Even if you can, it does not mean you should.
The debate on the ethics of artificial intelligence is becoming more and more dynamic, and many researchers and policymakers are competing to create robust and practical frameworks for truly reliable or “trustworthy” systems of artificial intelligence. In the last two years, we have seen many publications by international organizations, local authorities, and top-tier researchers from around the globe that aim to propose a universal set of norms and values that should be applied at every stage of development.
J. Fjeld and other authors did excellent work in 2020 when they checked what principles are most welcomed and how they are being implemented and “executed” by relevant stakeholders. They concluded that “[t]he eight themes that surfaced in this research – Privacy, Accountability, Safety and Security, Transparency and Explainability, Fairness and Non-discrimination, Human Control of Technology, Professional Responsibility, and Promotion of Human Values – offer at least some view into the foundational requirements for AI that is ethical and respectful of human rights. However, there’s a wide and thorny gap between articulating these high-level concepts and their actual achievement in the real world”. Indeed, even though two years have passed, not much has changed regarding the application of ethical AI. Many organizations are complying with legal and regulatory requirements, such as GDPR in Europe. Still, they do not follow the norms and values they sometimes include in ethical or similar guidelines or principles that should apply to the company.
It does not mean that entities (or, to be more precise – their representatives) are not eager to apply such rules but rather due to a lack of understanding of the difference between ethics and legal or regulatory compliance. Many privacy and data protection regulations are clear (and similar in many regions) regarding the lawfulness of data processing. Before processing data, including for modelling, you must be sure that you have at least:
1. Clearly defined purpose of processing.
2. Categorized data and datasets.
3. (Informed) Consent by the data subject or other legal grounds for processing data corresponding with the purpose of processing.
4. Confidence that no exclusions may apply, e.g., to sensitive data.
Suppose your checklist includes all “yeses,” and you ensured that the processes were checked and confirmed by the legal and compliance (and data stewards). In that case, you MAY be ready to enter the next stage – modelling – which will be followed by validation and testing. With some luck, you will be able to deploy your AI systems soon. Sounds pretty good and effective, so why should you care about OTHER aspects of the AI’s life cycle? Because using someone’s data is not only legal responsibility but also an ethical one.
You may ask – why should I care about “responsible” or “ethical” aspects if I have all legal and regulatory checkboxes crossed? Let me cite J. Martnes:
“(…) if you obtain access to such data [could be sensitive data, i.a. behavioral data], should you use it? Once more, a balancing act has to be achieved between the ability to move research forward [or do business] by developing and validating algorithms using real-life data versus the extent to which personal and sensitive data are contained in such data and how they have been obtained”.

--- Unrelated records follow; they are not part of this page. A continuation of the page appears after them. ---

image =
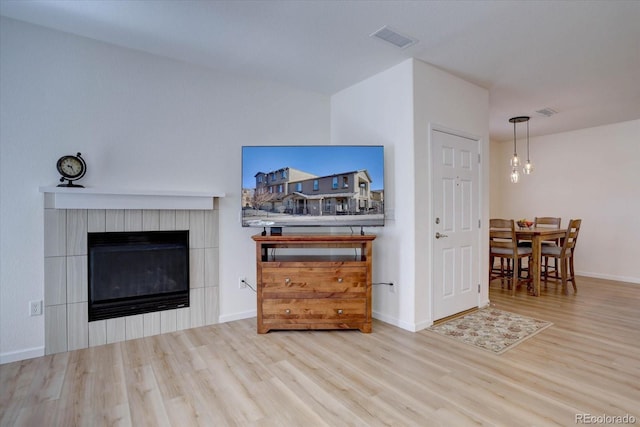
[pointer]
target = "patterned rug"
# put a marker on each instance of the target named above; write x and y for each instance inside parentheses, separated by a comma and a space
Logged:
(491, 329)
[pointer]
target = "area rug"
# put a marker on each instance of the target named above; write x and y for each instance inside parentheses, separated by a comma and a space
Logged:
(491, 329)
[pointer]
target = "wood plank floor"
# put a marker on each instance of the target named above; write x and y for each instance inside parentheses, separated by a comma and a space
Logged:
(587, 363)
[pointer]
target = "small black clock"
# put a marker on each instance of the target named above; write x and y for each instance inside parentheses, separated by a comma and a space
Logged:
(72, 168)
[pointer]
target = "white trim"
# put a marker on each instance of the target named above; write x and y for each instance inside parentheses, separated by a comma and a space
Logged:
(16, 356)
(97, 198)
(634, 280)
(237, 316)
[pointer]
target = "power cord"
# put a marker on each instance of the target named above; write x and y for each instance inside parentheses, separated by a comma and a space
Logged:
(383, 283)
(249, 285)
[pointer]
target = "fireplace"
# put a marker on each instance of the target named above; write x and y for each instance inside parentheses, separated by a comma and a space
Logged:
(137, 272)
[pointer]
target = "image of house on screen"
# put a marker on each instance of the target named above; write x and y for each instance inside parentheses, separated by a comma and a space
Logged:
(295, 192)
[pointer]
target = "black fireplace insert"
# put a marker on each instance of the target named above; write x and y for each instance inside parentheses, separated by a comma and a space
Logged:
(137, 272)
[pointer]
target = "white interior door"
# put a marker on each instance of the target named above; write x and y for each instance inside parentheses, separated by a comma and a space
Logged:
(456, 229)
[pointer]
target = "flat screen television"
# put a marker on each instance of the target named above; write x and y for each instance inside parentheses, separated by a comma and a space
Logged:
(313, 186)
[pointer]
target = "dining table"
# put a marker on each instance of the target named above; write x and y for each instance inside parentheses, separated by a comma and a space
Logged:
(537, 235)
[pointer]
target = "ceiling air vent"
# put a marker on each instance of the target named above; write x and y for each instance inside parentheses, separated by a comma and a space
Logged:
(391, 36)
(547, 112)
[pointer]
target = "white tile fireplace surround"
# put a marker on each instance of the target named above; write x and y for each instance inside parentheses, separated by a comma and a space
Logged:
(72, 213)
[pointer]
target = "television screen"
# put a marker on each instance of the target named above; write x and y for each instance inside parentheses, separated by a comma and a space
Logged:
(312, 185)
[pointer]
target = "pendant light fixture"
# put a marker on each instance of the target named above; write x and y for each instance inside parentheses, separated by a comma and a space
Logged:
(528, 167)
(515, 160)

You may be able to gather informed consent from users that haven’t read a single paragraph of your Terms & Conditions and apply some anonymizing practices (including k-anonymity). Still, it does not necessarily mean that the data should be used for a specific application. Data is the source of sensitive information, and using such information may not always be ethical. I do not want to give real-world examples, but many social media platforms have been hit by authorities and the public for legal yet not ethical practices they applied. But even though you are sure that the particular use of data and – what is even more critical – the outcome of processing is ethically “ok,” you should always consider additional transparency regarding the groups affected by the AI system.
Users are usually unaware of the purposes and entities their data will be used and shared. As a controller of such data, you may say that you have consented to our T&S and gave “informed” consent so we may use your data almost freely. Yes, you certainly can. The question is whether you should, even if legal and regulatory requirements are fulfilled. Users, at least most of them, are clicking “yes” because they expect “free” products and services. Still, at the same time, they also hope that the data they share will be used to process such products and services (and maybe improve such outcomes) but not for other ethically dubious purposes. Yes, you are right – they should read T&C or at least consent, but how many companies (data processors and controller) enable user-friendly content in this domain? This is an integral part of the “transparency” requirement linked to privacy and data protection that goes beyond simple legal and regulatory requirements.
Should I, therefore, use the data I have received from my customers or users? Ethical artificial intelligence or, to be more precise – ethical data processing – requires two principles to be applied at every stage of the life cycle:
1. Proportionality and
2. Risk-based approach.
Both principles are used in “technology-driven” regulations and should be understood as follows – always think about the consequences of your actions and ensure that you apply adequate tools and safeguards. In addition, think about unforeseen (at moment) consequences that may negatively affect the data subject and model subjects. Various scenarios, including data leaks and data breaches, may help you to open your eyes and apply a more rigorous or conservative approach that could be more suitable. This should be your team's “mantra” at every stage of thinking about data. This is how data-driven and responsible entities work.
PS. In upcoming articles, I will elaborate more on both principles of proportionality and the risk-based approach.